Optimizing DB queries on Node attributes and extras (JSONB fields)

CasperWA commented 3 years ago

Currently, DB queries on JSONB fields (Node attributes and extras) can be quite time consuming if there are many Nodes and if one has nested values. Extras are useful for storing metadata about the Node, and are as such used extensively by some to easily query the DB and retrieve relevant Nodes (mentioning @zhubonan as he raised this issue already on the slack channel). However, since the JSONB fields represent a single column value for a row in the DB table, each of the nested keys are not indexed resulting in slow query times.

This issue represents an investigation into how this may be improved, mainly conducted by @giovannipizzi.

Two solutions were investigated:

Creating a GIN (general inverted indexes) index for the extras fields one wishes to query with effeciency.
Creating a dedicated DB table to store the extras fields one wishes to query with effeciency.

Both present pros and cons.

1. GIN

Relevant reference material:

To create a GIN index one can do one of the following:

CREATE INDEX db_dbnode_extras_idxgin ON db_dbnode USING GIN (extras);

or

CREATE INDEX idx_gin_optimade_elements ON db_dbnode USING GIN ((extras -> 'optimade' -> 'elements') jsonb_path_ops);

where Nodes have an extra: {"optimade": {"elements": ["C", "H"]}} or similar, i.e., a nested extra.

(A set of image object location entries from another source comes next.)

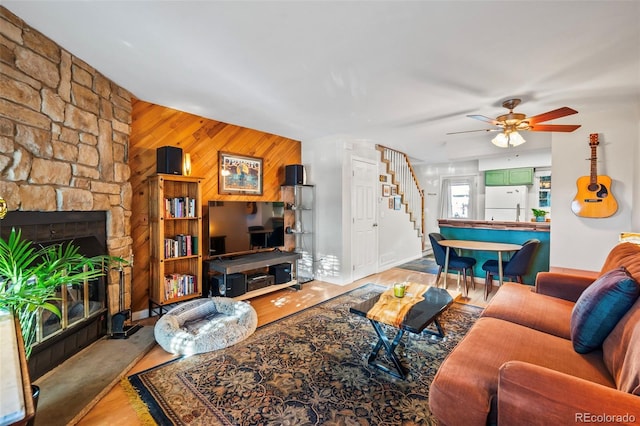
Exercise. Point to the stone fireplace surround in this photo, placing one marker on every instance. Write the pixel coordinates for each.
(64, 138)
(83, 308)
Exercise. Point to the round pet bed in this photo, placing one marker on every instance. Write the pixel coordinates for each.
(204, 325)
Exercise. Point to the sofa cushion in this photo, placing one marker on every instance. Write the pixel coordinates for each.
(469, 375)
(624, 254)
(621, 351)
(520, 304)
(600, 307)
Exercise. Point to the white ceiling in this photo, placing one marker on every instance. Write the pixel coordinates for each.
(399, 73)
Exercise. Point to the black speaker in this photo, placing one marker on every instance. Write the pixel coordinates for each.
(236, 285)
(294, 174)
(281, 272)
(169, 160)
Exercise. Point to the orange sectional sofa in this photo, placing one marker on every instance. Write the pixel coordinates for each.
(517, 365)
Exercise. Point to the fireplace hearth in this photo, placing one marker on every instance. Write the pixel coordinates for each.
(83, 307)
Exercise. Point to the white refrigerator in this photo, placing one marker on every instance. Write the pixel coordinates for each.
(506, 203)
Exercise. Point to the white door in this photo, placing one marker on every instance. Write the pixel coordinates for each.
(364, 231)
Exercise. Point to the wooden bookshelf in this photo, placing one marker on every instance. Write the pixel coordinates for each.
(175, 218)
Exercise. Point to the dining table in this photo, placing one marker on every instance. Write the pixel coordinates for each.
(497, 247)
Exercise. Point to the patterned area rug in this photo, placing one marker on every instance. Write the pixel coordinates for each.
(423, 264)
(306, 369)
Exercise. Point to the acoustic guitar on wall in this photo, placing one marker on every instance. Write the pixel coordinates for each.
(594, 197)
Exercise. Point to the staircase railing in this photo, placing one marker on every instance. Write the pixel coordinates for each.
(404, 177)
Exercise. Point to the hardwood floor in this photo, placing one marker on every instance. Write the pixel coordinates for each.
(115, 408)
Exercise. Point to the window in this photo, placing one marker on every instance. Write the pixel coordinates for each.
(457, 198)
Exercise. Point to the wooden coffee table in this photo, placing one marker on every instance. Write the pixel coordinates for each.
(421, 307)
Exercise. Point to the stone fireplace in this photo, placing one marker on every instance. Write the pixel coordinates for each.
(84, 316)
(64, 142)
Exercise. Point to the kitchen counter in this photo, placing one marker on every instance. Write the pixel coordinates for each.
(495, 224)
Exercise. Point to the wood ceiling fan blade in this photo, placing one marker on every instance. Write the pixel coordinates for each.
(472, 131)
(485, 119)
(551, 115)
(554, 127)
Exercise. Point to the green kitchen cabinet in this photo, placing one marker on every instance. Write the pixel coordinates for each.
(502, 177)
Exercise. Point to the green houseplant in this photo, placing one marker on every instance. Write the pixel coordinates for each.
(30, 276)
(539, 214)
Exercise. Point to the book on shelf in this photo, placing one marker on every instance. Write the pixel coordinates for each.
(180, 245)
(179, 207)
(178, 285)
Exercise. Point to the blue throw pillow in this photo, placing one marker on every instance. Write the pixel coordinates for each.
(600, 307)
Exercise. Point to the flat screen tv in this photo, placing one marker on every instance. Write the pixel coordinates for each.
(240, 226)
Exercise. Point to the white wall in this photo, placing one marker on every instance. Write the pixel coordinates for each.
(327, 162)
(429, 176)
(583, 243)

The first line will create a GIN index, which will be used when searching in the top-level of the JSON document (i.e., all extras keys). It will not be used when querying in nested values, like e.g.:

SELECT db_node_1.uuid FROM db_dbnode AS db_dbnode_1 WHERE db_dbnode1.extras -> 'optimade' -> 'elements' ? 'C';

The second line will create a GIN index only usable for querying in the nested extras.optimade.elements values. I.e., the previous query would use this index. Furthermore, the second line uses the non-default operator class jsonb_path_ops, which allows one to only use the $> operator, i.e., the operators ?, ?&, and ?| do not work with indexes created using the jsonb_path_ops operator class. However, it will be faster than the default operator class when using the $> operator.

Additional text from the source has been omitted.